ECLI:NL:CRVB:2013:1865
Centrale Raad van Beroep
- Hoger beroep
- Rechtspraak.nl
Afwijzing aanvraag om bijstand ingevolge de Wet werk en bijstand door onvoldoende duidelijkheid over woon- en leefsituatie
In deze zaak heeft de Centrale Raad van Beroep op 26 september 2013 uitspraak gedaan in hoger beroep tegen een eerdere uitspraak van de rechtbank Utrecht. De appellant had een aanvraag om bijstand ingevolge de Wet werk en bijstand (WWB) ingediend, maar deze was afgewezen door het dagelijks bestuur van de Regionale Sociale Dienst Kromme Rijn Heuvelrug.
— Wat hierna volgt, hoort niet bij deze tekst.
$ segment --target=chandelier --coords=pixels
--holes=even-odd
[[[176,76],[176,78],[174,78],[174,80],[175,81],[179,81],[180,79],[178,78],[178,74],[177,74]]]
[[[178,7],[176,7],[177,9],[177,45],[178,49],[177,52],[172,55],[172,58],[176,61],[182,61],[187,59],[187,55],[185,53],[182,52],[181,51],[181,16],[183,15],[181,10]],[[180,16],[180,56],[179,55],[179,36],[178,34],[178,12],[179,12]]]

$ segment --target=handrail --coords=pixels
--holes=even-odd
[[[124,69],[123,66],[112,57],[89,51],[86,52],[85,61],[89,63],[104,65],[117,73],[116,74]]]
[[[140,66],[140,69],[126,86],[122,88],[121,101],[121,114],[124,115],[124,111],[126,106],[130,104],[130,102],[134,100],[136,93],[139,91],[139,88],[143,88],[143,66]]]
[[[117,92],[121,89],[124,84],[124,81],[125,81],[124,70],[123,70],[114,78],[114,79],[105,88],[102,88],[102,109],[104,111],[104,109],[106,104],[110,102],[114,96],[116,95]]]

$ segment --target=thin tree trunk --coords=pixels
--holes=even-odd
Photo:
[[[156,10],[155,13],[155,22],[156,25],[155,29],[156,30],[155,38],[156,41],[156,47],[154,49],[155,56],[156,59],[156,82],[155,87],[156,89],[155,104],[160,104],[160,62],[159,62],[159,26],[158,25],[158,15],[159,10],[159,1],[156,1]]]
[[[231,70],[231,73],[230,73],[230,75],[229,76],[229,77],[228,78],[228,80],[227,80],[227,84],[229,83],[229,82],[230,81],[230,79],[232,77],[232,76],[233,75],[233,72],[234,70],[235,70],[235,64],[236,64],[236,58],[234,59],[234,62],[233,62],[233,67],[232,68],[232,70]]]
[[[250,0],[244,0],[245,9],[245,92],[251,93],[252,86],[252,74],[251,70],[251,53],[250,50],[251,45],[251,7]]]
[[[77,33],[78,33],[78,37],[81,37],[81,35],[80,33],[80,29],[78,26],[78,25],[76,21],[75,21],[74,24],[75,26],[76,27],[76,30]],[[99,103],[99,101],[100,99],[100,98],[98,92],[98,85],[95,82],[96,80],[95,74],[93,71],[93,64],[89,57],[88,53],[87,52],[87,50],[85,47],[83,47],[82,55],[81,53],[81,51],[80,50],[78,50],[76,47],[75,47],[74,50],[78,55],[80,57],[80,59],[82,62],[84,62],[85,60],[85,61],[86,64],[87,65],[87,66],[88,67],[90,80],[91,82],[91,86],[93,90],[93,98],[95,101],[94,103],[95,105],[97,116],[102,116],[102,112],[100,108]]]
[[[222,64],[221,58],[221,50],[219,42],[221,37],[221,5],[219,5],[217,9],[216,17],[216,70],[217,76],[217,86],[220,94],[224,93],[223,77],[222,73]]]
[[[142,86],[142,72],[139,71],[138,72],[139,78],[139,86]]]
De afwijzing was gebaseerd op het feit dat de appellant onvoldoende informatie had verstrekt over zijn woon- en leefsituatie, waardoor het recht op bijstand niet kon worden vastgesteld.
De appellant had zich op 7 februari 2011 gemeld bij het UWV werkbedrijf en op 9 maart 2011 de aanvraag ingediend. Het dagelijks bestuur verklaarde het bezwaar van de appellant ongegrond, omdat hij niet voldeed aan de inlichtingenverplichting. De rechtbank had het beroep van de appellant tegen dit besluit ongegrond verklaard, waarna de appellant in hoger beroep ging.
Tijdens de zitting op 15 augustus 2013 heeft de Raad vastgesteld dat de appellant onvoldoende duidelijkheid heeft gegeven over zijn feitelijke woon- en leefsituatie. De Raad oordeelde dat het essentieel is voor de vaststelling van het recht op bijstand dat de aanvrager de nodige duidelijkheid verschaft. De appellant had verklaard dat hij een kamer huurt in de woning van zijn vader, maar tijdens een huisbezoek werden er onvoldoende aanwijzingen gevonden die deze claim ondersteunden. De verklaringen van de broer en vader van de appellant gaven aan dat hij niet op het opgegeven adres woonde.
De Raad concludeerde dat de appellant niet voldeed aan de inlichtingenverplichting, waardoor het recht op bijstand niet kon worden vastgesteld. Het hoger beroep van de appellant werd afgewezen en de aangevallen uitspraak werd bevestigd. Er werd geen proceskostenveroordeling opgelegd.